While the discounts offered by these agreements “can be a salvation for some purchasers,” Mr. Robinson advises that they are “always designed to have the buyer tied up in a contract that gives the vendor either exclusive or near exclusive uses of the vendor’s products. In order to achieve this, the vendor makes the bundling agreement very attractive for the buyer.”
John Pinto, of J. Pinto & Associates Inc., says that bundling agreements can be attractive, but “from a net-net cost perspective, it is generally always better to buy outright, whether equipment or supplies.”
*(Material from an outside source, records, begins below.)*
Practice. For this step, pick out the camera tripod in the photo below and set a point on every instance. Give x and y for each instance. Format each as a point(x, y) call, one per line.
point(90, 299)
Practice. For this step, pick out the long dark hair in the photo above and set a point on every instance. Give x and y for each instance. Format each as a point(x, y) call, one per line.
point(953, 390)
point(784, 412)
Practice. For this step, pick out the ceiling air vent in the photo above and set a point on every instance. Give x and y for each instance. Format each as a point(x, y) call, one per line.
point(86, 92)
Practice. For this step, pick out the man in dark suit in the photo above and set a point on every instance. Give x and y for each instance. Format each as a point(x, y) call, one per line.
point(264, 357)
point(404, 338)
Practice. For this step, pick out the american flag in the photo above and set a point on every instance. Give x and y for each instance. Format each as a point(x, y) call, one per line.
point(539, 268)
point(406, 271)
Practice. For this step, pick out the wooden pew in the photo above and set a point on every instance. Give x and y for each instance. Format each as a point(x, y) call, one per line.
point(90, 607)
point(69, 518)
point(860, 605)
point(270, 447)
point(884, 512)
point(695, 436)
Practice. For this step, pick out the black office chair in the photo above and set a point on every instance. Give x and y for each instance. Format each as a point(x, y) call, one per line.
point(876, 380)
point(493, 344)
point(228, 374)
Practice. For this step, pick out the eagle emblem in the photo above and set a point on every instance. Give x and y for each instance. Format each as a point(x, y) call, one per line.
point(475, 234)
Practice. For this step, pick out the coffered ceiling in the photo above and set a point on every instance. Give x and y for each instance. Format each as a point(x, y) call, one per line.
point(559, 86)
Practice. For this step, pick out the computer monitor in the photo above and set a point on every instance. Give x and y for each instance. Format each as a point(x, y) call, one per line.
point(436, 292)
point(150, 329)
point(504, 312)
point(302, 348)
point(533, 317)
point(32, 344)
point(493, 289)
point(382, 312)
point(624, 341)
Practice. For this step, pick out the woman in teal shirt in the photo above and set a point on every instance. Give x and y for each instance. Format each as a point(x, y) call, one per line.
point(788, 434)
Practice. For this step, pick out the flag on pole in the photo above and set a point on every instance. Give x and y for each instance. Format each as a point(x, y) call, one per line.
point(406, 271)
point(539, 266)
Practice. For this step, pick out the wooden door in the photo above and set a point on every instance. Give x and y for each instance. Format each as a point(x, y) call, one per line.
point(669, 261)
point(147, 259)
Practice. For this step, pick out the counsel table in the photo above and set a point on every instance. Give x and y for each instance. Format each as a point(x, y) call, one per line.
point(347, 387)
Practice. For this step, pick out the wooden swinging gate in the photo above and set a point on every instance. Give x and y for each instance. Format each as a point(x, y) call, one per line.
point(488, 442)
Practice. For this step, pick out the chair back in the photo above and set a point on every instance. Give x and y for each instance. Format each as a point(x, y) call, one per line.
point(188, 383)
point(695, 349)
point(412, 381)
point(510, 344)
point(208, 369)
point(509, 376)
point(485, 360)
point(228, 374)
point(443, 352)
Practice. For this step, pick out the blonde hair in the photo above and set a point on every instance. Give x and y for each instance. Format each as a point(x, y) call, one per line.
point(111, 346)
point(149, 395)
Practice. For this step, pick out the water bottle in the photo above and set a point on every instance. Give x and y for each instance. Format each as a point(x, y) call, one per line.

“Leasing and bundling can be seen as simply alternative financing approaches,” and their favorability depends on a clinic’s cash flow.
The limits on leases
As with most things in life, there are pros and cons to purchasing and leasing, says Mr. Maller. First, consider the two types of leases, a capital lease, aka “lease to own,” and an operating lease. A capital lease features a fixed term at the end of which the clinic can buy the equipment for a nominal sum, usually about $1. The payments over the course of the lease go towards the purchase cost, says Mr. Maller.
When an operating lease ends, the clinic can purchase the equipment at fair market value, but is not obligated to do so. An operating lease is better suited to a clinic that does not expect to retain the unit after the agreement ends.
A capital lease usually costs more than an operating lease, Mr. Maller points out.
While the length of a lease contract will change depending on the equipment involved, typically they last for three to five years. Lasers are especially a candidate for leasing, he adds.
Decisions between leasing and buying often come down to cash flow, with higher-profit practices typically buying equipment and lower-profit ones financing or leasing, according to Mr. Pinto. The resale value of equipment does not decrease any faster for a leased or purchased item, he adds.
According to Mr. Pinto, the main drivers for equipment purchase are increasing standards of care, the introduction of profitable, new services, doctors being “enthralled by new technology, despite a pressing clinical need or financial incentive to buy,” or a combination of the above.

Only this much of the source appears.